After eight years, an increased goal and a weak economy, Chancellor Brady Deaton announced Friday that MU's fundraising campaign For All We Call Mizzou surpassed its goal of $1 billion two months ahead of schedule.
"It's fair to say Mizzou is $1 billion better today because of all of you," Deaton said.
The accomplishment originated from a vision Chancellor Emeritus Richard Wallace had nearly a decade ago. The official campaign began in January 2000.
The initial goal of the campaign was set at $600 million. After years of uncertainty, that goal was surpassed in 2005, and the university set its sights on the $1 billion mark.
Recent donations by Robert and Sue Weiser for $4.6 million, Harry and Ann Cornell for $2 million and Ira and Gail Hubble for $1.5 million helped propel MU past its goal.
MU joined a crowd of 19 other programs in the nation to complete at least a $1 billion fundraising campaign.
David Housh, vice chancellor of development and alumni relations, said he witnessed many naysayers throughout the campaign.
"There were a lot of people that were doubters, but guess what, we did it," Housh said.
Deaton expressed his gratitude toward the three co-chairpeople who helped orchestrate the campaign. Cynthia Brinkley, Larry McMullen and William Thompson all spoke to the crowd at Jesse Hall expressing their sense of accomplishment for the university while outlining what that the campaign had accomplished.
Nearly 1,500 scholarships have been made available to students through the campaign, in addition to 86 new endowed faculty positions. McMullen believes the two components are the best investment despite the troubling economic struggles.
"Our investment in students is going to reap tremendous rewards," McMullen said.
Brinkley attributed the increase in students interested in MU to the money allocated from the campaign to help improve the MU’s facilities and programs.
"With record enrollment this year, we believe better facilities played a big role," Brinkley said.

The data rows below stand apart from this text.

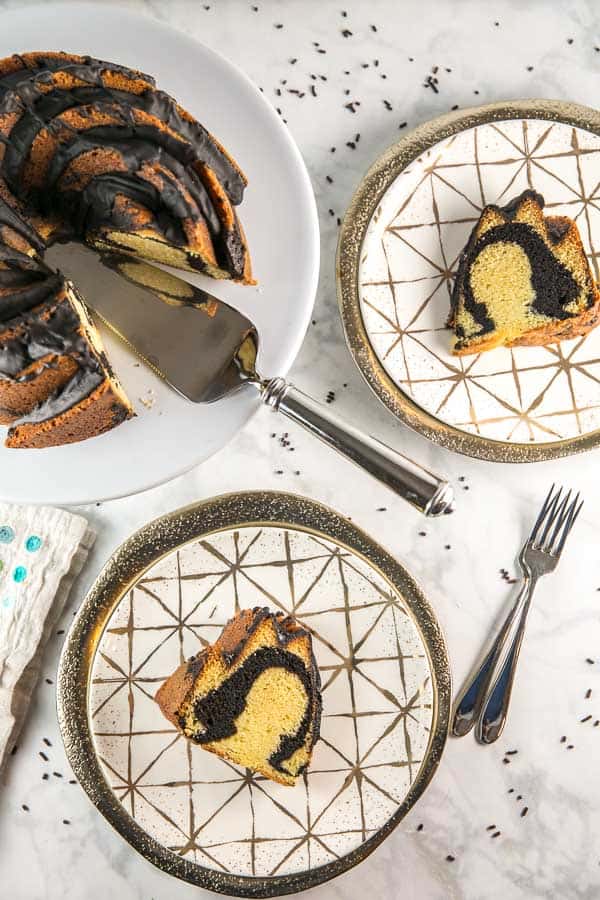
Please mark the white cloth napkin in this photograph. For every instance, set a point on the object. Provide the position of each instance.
(42, 550)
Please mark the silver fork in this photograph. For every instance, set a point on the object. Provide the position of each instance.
(484, 699)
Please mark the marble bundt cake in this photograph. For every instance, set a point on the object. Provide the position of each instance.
(56, 385)
(100, 153)
(523, 279)
(94, 151)
(252, 697)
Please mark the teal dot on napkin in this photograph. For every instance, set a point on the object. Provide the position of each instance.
(33, 543)
(6, 534)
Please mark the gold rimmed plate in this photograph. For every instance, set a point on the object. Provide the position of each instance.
(398, 251)
(167, 592)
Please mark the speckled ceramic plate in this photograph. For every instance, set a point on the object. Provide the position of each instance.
(397, 256)
(386, 693)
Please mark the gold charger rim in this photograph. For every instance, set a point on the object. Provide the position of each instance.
(358, 216)
(127, 564)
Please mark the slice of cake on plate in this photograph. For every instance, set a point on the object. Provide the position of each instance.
(523, 279)
(253, 697)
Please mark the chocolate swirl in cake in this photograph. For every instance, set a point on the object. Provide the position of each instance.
(253, 696)
(218, 710)
(523, 279)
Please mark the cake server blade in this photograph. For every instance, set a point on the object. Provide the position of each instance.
(205, 349)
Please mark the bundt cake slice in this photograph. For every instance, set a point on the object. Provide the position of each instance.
(523, 279)
(98, 147)
(252, 697)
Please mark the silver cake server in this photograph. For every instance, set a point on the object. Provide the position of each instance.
(205, 350)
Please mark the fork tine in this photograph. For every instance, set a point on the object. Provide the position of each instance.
(542, 514)
(555, 514)
(569, 524)
(562, 517)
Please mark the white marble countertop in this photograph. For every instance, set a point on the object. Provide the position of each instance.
(484, 52)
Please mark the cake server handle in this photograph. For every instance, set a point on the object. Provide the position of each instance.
(425, 490)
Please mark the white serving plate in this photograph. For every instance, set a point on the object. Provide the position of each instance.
(170, 435)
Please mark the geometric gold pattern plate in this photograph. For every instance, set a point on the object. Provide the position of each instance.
(167, 592)
(398, 254)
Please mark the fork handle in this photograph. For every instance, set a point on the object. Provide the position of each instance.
(425, 490)
(470, 702)
(493, 718)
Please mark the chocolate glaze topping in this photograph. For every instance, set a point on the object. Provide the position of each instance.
(24, 89)
(219, 709)
(165, 142)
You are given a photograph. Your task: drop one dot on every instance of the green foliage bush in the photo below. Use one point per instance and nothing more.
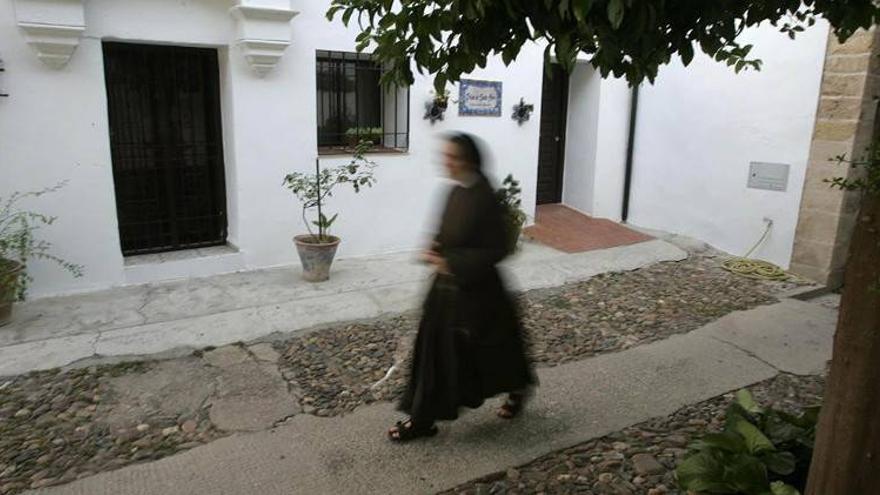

Although the university has reached its goal, Deaton does not expect the campaign to end as planned in two months.
"We'll be going into a planning phase which we expect will result in a larger campaign," Deaton said.
Wallace said though he began the project, he does not believe there should be an end to the vision.
"Development is a bit like strategic planning," Wallace said. "It should have a planned beginning but no end."